Creditors have this morning recommended the company be liquidated.
In the heated interview Tuesday morning, Mr Palmer rejected the claims and accused Kochie and the wider media of unfairly targeting him.
“This is the biggest beat-up,” the angry MP said.
“The press runs wild because ‘let’s get Clive Palmer off the political scene’, because he stopped the 2014 budget, he saved the country from obliteration. It’s about politics.”
Mr Palmer tried to deflect the damaging claims by drawing attention to other ailing businesses, and had a crack at his interviewer while he was at it.
“Thousands of people have lost their jobs — 22,000 people in Queensland — but you haven’t reported it. You haven’t been there for the other companies have you,” he said.
“I’m not important, they’re important Kochie. Do your job, investigate them!”
Kochie fired back at the former CEO, reiterating claims he acted as a “shadow director” of the troubled Townsville refinery before it ran into trouble.
Queensland Nickel has debts of about $100 million and creditors have recommended the operation wound up.
A damning Four Corners report, which aired last night, said documents, including many emails sent from the address of Mr Palmer’s alias Terry Smith, indicated Mr Palmer kept ultimate control of the company.
The program claimed a paper trail showed Mr Palmer insisted on approving all significant spending and maintained his role in the day-to-day running of the company.
After the allegations aired, Mr Palmer rejected claims in another heated interview on ABC’s Lateline.
Mr Palmer said he was “absolutely not” a shadow director in the company. He said he was one of six people in a joint venture committee, set up when the Queensland government was a shareholder in the business-making decisions.
“Well my role was set out in the joint venture agreement as a member of the joint venture committee to direct Queensland Nickel to make sure they complied with the terms of the agreement as a manager,” he said.
“I was only a member of a group of people which were employees of the company, not directors, and of course I’d previously been the CEO of the company and I had a knowledge of what things needed to be bought.”
While calling interviewer Emma Alberici by the incorrect name, Anna, throughout the interview, Mr Palmer defended his businesses practices and referred to a five-year-old news story where he was named “boss of the year”.
He also defended using an alias when sending email to Queensland Nickel staff. He laughed off questions saying he used the email to make restaurant bookings and that the emails were signed “Clive”.
“If I wanted to make an appointment at the Wild Duck restaurant and Terry Smith made the appointment, you media wouldn’t be there bothering me,” he said.
“If there was a reservation under my name, there would be 20 or 30 media at the restaurant.” Mr Palmer was also quizzed about an email sent with the Terry Smith alias where he argued against advice to bring forward an oil pipeline safety inspector.
“That’s my nephew Martin cautioning me,” he said.
“I rejected his advice. That was my prerogative to do so as a member of the committee, as other people could have had contrary views if they wanted to.”
The denials come as Mr Palmer may be preparing to bat off some more unfavourable claims with a report to be released today that could be just as damning.

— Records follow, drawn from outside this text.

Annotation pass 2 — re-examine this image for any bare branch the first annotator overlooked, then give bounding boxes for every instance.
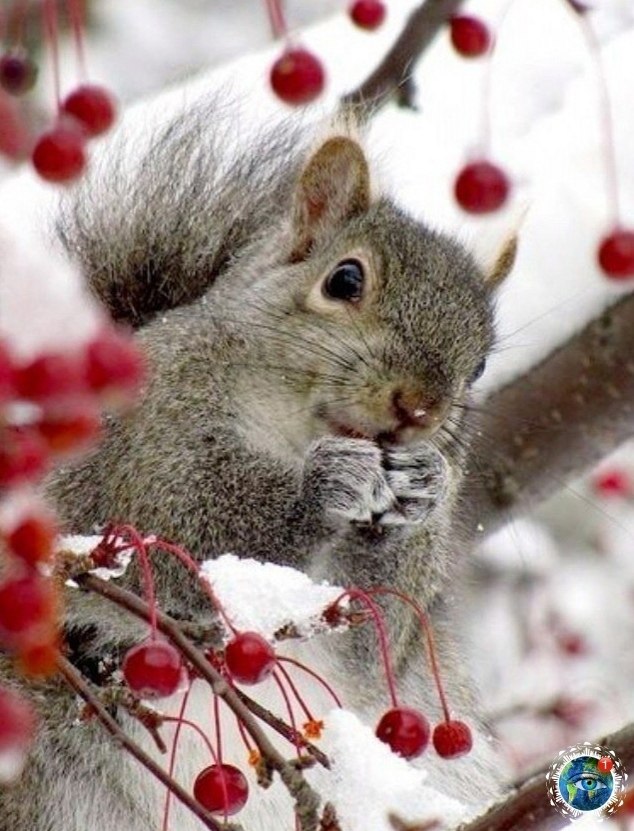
[342,0,465,111]
[461,292,634,538]
[457,720,634,831]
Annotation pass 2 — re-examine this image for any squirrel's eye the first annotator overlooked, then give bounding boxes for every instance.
[323,260,365,303]
[470,358,487,383]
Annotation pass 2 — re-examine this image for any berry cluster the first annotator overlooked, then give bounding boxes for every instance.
[0,0,117,182]
[0,329,144,665]
[93,530,472,821]
[448,9,634,280]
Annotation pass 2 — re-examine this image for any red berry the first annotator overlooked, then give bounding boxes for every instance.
[122,640,183,699]
[0,688,36,753]
[0,52,38,96]
[454,161,510,214]
[193,764,249,816]
[62,84,116,137]
[85,329,145,399]
[349,0,386,30]
[433,720,473,758]
[7,514,57,568]
[0,575,55,646]
[557,632,588,656]
[35,407,101,454]
[0,427,49,486]
[450,16,492,58]
[13,352,86,404]
[224,632,276,685]
[376,707,430,759]
[598,230,634,279]
[270,48,325,106]
[593,468,631,497]
[18,638,59,677]
[0,340,14,403]
[32,123,87,183]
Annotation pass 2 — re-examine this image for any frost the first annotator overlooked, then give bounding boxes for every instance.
[199,554,344,639]
[321,710,467,830]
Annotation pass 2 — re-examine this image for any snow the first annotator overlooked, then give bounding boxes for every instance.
[321,709,467,830]
[59,534,132,581]
[199,554,345,640]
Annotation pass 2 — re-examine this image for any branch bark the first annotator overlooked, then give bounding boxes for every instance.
[457,720,634,831]
[342,0,465,110]
[460,292,634,538]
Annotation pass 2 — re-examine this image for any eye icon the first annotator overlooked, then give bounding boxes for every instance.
[573,776,608,792]
[558,756,614,812]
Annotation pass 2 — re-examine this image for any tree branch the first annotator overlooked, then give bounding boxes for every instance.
[457,720,634,831]
[56,656,226,831]
[461,292,634,538]
[77,573,323,831]
[342,0,465,111]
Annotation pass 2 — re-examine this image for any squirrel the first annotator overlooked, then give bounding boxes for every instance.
[0,98,516,831]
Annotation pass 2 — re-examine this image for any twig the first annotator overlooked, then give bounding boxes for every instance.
[461,292,634,539]
[232,686,330,769]
[457,719,634,831]
[342,0,465,111]
[56,655,227,831]
[77,573,323,831]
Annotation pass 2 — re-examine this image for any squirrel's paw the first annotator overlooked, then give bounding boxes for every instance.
[378,444,448,526]
[303,436,394,523]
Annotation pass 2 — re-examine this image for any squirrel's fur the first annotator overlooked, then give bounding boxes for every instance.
[0,97,513,831]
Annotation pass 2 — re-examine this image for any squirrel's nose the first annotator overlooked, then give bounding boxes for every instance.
[391,387,446,433]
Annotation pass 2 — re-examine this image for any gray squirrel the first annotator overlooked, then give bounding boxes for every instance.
[0,98,515,831]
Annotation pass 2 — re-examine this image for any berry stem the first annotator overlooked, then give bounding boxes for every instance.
[42,0,61,108]
[575,13,621,227]
[66,0,87,80]
[264,0,288,41]
[368,587,451,722]
[162,687,191,831]
[116,525,159,637]
[235,713,255,755]
[277,656,343,708]
[7,0,30,45]
[478,1,513,155]
[331,588,399,709]
[272,669,303,756]
[275,660,314,722]
[161,714,220,761]
[212,691,223,764]
[154,538,237,635]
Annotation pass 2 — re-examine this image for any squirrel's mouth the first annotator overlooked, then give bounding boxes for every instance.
[323,415,401,446]
[326,417,376,442]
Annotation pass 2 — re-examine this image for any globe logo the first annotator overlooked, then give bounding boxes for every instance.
[547,742,627,820]
[558,756,613,812]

Administrators of Mr Palmer’s beleaguered Queensland company are set to announce whether or not they think the operation should be wound up.
The jobs of about 550 workers have been in limbo since Mr Palmer re-entered the operation under a new entity, Queensland Nickel Sales, which took over from administrators last month.
It has since remained in the spotlight due to ongoing financial woes, the frustration of workers and their families, and its repeated breaches of safe ammonia levels in nearby creeks.
The Australian Workers Union (AWU) believes liquidation is likely and would be welcomed by workers because they’d then be able to access a federal scheme covering some of their entitlements.
The fate of Queensland Nickel will ultimately be decided on April 22, when creditors meet in Townsville to vote on administrator FTI Consulting’s recommendations.